Poster Presentation Australian Diabetes Society and the Australian Diabetes Educators Association Annual Scientific Meeting 2014

Associations between glycaemic control, disease burden and emotional well-being in adults with type 2 diabetes: preliminary analysis of baseline data from the Stepping Up Study (#385)

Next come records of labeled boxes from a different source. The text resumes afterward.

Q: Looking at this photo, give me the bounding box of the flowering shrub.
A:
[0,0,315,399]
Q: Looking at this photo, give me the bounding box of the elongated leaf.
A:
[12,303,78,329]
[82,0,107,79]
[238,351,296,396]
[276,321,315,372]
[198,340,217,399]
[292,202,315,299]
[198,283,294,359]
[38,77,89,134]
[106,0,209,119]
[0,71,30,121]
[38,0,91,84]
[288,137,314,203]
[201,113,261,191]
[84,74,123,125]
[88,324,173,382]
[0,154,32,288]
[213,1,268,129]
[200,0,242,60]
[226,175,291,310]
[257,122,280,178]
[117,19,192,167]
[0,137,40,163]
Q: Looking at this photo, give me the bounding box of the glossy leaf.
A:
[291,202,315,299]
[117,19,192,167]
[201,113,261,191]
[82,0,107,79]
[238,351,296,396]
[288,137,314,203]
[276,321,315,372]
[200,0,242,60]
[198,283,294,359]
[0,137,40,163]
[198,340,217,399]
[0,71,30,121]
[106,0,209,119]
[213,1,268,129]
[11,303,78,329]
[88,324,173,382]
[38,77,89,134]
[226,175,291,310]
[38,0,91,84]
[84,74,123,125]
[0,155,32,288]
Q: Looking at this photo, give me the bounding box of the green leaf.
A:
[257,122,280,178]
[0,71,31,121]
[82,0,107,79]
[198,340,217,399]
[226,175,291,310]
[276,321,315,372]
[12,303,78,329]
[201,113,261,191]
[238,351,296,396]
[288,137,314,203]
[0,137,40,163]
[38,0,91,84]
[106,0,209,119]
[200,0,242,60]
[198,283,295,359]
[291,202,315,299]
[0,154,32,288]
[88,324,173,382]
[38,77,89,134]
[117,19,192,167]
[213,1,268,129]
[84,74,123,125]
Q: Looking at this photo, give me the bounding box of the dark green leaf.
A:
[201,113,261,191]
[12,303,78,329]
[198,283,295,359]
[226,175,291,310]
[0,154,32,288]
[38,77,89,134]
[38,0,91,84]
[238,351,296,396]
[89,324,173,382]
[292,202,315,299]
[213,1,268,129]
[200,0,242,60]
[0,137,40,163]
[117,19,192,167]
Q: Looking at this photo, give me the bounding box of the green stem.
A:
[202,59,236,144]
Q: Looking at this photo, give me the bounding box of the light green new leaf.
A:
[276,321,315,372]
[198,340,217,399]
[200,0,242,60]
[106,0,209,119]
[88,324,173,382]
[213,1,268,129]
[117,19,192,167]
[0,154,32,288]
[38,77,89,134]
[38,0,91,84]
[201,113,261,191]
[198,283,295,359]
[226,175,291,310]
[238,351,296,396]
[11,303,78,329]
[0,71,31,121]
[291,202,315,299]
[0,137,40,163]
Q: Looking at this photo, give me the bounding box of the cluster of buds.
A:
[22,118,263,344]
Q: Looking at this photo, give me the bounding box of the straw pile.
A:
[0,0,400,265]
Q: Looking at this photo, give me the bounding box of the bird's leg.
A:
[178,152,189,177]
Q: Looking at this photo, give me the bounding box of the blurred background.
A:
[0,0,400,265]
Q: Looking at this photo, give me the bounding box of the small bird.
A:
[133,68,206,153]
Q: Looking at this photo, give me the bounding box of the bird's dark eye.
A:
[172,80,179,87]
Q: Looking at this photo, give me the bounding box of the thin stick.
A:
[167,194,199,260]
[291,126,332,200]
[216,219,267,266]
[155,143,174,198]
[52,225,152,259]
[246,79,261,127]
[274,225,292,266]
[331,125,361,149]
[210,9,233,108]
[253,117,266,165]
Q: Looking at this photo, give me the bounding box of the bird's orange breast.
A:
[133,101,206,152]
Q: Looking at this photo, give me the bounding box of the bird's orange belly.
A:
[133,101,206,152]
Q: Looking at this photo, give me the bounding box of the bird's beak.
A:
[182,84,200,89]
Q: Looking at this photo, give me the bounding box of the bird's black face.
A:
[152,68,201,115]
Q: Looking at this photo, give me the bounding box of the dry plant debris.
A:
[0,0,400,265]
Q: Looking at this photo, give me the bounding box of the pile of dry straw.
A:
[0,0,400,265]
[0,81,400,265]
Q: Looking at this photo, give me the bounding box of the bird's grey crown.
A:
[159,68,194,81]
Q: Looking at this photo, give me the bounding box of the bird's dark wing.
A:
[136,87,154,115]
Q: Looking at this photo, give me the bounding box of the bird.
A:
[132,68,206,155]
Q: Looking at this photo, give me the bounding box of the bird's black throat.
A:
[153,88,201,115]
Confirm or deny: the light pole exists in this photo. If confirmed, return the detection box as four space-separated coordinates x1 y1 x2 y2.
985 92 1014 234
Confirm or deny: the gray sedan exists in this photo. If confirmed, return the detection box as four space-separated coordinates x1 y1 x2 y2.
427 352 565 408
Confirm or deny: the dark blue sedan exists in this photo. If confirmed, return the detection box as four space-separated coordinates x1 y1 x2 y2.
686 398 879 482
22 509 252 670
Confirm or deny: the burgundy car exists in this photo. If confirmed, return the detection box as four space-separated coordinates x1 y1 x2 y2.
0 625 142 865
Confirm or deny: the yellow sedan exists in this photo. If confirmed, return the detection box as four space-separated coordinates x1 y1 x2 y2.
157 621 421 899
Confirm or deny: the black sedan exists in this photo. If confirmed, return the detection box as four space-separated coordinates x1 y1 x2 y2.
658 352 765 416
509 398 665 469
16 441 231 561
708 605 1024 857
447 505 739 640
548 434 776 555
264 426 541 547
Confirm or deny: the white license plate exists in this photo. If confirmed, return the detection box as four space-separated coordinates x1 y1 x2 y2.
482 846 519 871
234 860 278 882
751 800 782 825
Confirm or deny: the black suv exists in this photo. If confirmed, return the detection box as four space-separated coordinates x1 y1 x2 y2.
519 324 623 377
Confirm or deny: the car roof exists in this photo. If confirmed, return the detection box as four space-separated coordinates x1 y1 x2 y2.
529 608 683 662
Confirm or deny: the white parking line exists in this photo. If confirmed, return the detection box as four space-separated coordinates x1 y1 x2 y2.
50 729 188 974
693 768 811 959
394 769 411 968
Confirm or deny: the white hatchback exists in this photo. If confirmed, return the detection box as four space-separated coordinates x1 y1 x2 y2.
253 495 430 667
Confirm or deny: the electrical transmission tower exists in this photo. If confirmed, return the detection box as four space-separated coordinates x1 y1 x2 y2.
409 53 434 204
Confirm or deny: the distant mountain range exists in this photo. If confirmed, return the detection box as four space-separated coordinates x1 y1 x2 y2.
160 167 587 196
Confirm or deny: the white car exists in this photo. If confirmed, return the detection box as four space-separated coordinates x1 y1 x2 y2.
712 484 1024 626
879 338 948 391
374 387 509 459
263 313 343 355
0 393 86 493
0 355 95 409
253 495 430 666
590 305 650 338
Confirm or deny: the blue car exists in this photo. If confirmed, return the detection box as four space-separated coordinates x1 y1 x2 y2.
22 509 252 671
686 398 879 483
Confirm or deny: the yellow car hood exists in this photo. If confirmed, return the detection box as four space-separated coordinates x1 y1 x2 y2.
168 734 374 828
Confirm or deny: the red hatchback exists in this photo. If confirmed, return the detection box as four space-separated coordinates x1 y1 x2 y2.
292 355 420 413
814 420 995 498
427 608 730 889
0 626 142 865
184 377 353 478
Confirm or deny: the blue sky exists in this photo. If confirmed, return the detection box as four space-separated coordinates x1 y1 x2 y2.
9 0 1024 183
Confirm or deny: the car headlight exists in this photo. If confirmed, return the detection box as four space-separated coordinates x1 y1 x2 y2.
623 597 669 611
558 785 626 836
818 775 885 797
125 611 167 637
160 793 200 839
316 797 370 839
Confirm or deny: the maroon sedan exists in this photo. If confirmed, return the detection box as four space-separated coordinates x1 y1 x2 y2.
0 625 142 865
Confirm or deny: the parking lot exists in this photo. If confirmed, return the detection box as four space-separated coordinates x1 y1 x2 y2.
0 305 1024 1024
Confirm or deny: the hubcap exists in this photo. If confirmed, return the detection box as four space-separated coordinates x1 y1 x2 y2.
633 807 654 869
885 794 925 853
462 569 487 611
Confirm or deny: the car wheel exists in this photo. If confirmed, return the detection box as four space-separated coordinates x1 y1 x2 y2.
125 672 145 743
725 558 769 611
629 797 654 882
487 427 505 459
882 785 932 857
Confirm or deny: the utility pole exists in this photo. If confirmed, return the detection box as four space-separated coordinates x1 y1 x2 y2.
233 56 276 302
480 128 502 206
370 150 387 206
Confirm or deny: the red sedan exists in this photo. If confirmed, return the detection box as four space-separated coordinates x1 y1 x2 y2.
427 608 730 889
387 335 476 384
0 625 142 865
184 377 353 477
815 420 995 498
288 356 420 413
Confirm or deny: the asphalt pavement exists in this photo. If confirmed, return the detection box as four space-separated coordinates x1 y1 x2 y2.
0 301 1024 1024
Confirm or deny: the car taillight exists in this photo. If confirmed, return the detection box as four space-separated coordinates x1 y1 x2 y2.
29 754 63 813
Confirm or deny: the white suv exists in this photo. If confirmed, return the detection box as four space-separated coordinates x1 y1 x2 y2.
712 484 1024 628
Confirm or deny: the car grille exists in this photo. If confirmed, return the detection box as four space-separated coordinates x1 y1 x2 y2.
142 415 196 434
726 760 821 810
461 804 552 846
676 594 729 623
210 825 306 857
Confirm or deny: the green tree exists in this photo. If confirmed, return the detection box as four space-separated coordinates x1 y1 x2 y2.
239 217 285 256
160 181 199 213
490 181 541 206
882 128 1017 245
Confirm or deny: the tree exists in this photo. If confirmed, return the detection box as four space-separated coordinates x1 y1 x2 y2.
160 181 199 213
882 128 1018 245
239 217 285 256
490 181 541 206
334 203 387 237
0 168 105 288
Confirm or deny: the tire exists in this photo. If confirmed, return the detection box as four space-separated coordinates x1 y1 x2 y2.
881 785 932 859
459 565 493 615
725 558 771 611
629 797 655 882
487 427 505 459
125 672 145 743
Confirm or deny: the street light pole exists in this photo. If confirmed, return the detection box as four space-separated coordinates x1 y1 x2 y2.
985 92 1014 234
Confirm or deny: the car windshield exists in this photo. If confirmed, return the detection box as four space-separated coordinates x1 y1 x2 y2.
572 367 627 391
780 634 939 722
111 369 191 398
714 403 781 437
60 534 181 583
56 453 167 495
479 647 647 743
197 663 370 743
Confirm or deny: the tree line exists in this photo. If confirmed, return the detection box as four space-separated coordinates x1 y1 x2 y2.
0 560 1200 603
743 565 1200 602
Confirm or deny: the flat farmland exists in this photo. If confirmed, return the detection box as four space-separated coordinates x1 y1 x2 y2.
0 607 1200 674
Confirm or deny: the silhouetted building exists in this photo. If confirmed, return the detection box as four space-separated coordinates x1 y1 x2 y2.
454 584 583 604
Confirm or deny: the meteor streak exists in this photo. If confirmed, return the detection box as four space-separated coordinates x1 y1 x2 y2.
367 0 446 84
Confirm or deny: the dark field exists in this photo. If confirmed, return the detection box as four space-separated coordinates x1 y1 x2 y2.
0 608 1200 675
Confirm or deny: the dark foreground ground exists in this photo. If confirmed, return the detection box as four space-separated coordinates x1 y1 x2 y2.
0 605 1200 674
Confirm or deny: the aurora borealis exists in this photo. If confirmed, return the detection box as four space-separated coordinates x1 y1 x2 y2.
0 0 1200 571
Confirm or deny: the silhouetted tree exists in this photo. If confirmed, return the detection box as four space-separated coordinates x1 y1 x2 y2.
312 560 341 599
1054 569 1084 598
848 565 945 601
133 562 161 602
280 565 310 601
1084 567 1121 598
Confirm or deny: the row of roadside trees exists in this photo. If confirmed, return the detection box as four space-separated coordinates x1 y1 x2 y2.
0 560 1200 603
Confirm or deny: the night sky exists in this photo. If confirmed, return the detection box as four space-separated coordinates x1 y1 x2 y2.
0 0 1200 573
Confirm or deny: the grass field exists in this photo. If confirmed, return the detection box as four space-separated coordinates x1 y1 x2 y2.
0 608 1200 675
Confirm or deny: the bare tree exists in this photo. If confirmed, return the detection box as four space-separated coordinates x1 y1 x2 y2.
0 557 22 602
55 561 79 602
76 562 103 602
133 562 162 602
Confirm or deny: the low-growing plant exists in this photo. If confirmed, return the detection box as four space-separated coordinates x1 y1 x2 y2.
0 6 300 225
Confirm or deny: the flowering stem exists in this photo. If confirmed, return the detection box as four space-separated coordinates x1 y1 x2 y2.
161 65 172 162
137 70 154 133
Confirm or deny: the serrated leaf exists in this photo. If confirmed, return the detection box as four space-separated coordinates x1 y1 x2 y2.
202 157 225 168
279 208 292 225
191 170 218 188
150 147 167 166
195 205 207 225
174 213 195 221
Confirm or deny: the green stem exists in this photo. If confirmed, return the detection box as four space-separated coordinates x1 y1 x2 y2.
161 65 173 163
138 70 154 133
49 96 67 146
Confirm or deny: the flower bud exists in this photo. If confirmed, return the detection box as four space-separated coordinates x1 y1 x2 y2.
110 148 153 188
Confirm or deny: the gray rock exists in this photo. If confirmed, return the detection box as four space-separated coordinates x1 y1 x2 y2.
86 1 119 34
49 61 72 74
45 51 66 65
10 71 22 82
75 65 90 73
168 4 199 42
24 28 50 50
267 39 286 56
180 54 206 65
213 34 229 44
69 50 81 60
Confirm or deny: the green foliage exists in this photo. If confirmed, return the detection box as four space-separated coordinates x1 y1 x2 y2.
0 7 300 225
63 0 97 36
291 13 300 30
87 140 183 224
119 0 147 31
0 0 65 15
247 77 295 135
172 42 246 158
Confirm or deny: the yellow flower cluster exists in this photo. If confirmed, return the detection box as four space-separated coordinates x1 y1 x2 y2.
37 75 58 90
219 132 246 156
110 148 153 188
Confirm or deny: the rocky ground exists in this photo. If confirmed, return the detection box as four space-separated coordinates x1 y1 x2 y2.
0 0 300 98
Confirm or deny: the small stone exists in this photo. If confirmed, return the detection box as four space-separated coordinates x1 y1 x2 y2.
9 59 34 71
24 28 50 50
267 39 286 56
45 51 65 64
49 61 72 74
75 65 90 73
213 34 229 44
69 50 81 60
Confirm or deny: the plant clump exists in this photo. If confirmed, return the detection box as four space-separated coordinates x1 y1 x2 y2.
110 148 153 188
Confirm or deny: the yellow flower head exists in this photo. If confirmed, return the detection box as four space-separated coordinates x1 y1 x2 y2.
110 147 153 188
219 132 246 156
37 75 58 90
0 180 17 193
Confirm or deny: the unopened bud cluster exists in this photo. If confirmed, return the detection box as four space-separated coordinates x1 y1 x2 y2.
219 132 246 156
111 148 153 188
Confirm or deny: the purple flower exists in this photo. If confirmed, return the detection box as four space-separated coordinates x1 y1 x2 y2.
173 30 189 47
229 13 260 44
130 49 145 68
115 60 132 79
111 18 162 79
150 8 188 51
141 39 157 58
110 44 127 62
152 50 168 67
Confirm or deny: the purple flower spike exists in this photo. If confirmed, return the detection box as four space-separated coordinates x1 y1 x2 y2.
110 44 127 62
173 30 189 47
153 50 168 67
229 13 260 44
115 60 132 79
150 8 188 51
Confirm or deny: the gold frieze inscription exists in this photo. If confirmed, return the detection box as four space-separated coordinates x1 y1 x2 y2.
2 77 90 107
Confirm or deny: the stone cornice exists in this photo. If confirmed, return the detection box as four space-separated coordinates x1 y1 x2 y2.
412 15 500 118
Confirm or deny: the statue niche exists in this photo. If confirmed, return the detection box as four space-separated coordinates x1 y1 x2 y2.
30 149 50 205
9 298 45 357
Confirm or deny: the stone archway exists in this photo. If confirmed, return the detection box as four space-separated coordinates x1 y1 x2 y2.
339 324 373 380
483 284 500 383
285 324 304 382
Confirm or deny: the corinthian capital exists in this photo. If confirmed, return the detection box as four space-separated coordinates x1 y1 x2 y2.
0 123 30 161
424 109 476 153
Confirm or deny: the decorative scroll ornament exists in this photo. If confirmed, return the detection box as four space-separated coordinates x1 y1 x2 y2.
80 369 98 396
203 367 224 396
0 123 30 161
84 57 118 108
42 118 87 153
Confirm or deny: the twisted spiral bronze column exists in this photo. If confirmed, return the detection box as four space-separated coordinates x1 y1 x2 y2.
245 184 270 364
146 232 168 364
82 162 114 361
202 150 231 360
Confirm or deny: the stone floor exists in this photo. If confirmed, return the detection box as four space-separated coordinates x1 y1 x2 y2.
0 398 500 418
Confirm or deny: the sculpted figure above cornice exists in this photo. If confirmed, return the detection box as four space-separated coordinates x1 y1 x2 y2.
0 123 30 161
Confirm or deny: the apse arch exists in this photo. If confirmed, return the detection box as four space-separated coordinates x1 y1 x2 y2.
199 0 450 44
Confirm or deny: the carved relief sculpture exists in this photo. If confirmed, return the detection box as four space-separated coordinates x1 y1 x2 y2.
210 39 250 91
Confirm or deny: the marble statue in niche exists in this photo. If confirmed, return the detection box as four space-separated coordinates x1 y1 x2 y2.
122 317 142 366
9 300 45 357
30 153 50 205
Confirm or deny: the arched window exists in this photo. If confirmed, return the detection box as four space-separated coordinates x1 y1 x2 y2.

Jo-Anne Manski-Nankervis 1 , John Furler 1 , Irene Blackberry 1 , Elizabeth Holmes-Truscott 2 3 , Doris Young 1 , Elizabeth Patterson 4 , David O'Neal 5 , Louise Ginnivan 1 , Danny Liew 6 , Leonie Segal 7 , Carl May 8 , Jane Speight 2 3 9 , James Best 10
  1. General Practice and Primary Health Care Academic Centre, University of Melbourne, Carlton, Vic, Australia
  2. The Australian Centre for Behavioural Research in Diabetes, Diabetes Victoria, Melbourne, Vic, Australia
  3. Center for Social and Early Emotional Development, School of Psychology, Deakin University, Burwood, Vic, Australia
  4. School of Nursing, University of Melbourne, Parkville, Vic, Australia
  5. Department of Medicine, St Vincent's Hospital, Melbourne, Vic, Australia
  6. Melbourne EpiCentre, Royal Melbourne Hospital and University of Melbourne, Melbourne, Vic, Australia
  7. School of Population Health, Division of Health Sciences, University of South Australia, Adelaide, SA, Australia
  8. Faculty of Health Sciences, University of Southampton, Southampton, United Kingdom
  9. AHP Research, Hornchurch, Essex, United Kingdom
  10. School of Medicine, University of Melbourne, Parkville, Vic, Australia

Aims: The Stepping Up Study is testing a new model of care for insulin initiation in general practice for adults with type 2 diabetes and suboptimal glycaemic control (HbA1c ≥7.5%). This preliminary analysis of baseline data explored the associations between HbA1c, disease burden and emotional well-being.  

Methods: Descriptive statistics were performed. Data are mean (SD) or median (IQR). Non-parametric tests explored correlations between baseline HbA1c and demographics, comorbidity, medication burden (total and oral hypoglycaemic agents (OHA)), health utility (AQOL8D), depressive symptoms (PHQ-9), and diabetes-related distress (PAID).  

Findings: Interim analysis of the first 253 participants showed that their median HbA1c was 8.6 (8, 9.6) % (70.5mmol/mol)). Mean age was 61.8 (10.2) years, median diabetes duration 9 (5, 13) years, 60% were male, and 44% were employed. HbA1c was negatively correlated with age (p=0.0001) but no other demographic variables. Participants had a median of 3 (2,4) chronic conditions. Mean number of medications was 7 (4) and OHAs was 2 (0.6). Mean AQoL8D utility score was 0.75 (0.19). HbA1c was negatively correlated with total medications (p=0.0072) but not total OHAs or health utility. Fourteen percent reported moderate-to-severe depressive symptoms (PHQ9, median 3 (1,7)) and 14% reported severe diabetes-related distress (PAID, median 13.8 (6.3, 27.5)). There was no significant correlation between HbA1c and generic or diabetes-specific emotional well-being.

Conclusion: In this study cohort, despite suboptimal HbA1c levels and multimorbidity, diabetes-related distress and depressive symptom scores were relatively low.  Previous research suggests that low PAID scores in conjunction with suboptimal HbA1c may reflect a level of denial of diabetes, which could contribute to the sub-optimal HbA1c observed in this cohort. The Stepping Up model of care is seeking to engage this high need group in treatment intensification to improve diabetes outcomes. 

The Stepping Up Study is principally funded by the NHMRC with additional support from Roche Diagnostics and Sanofi.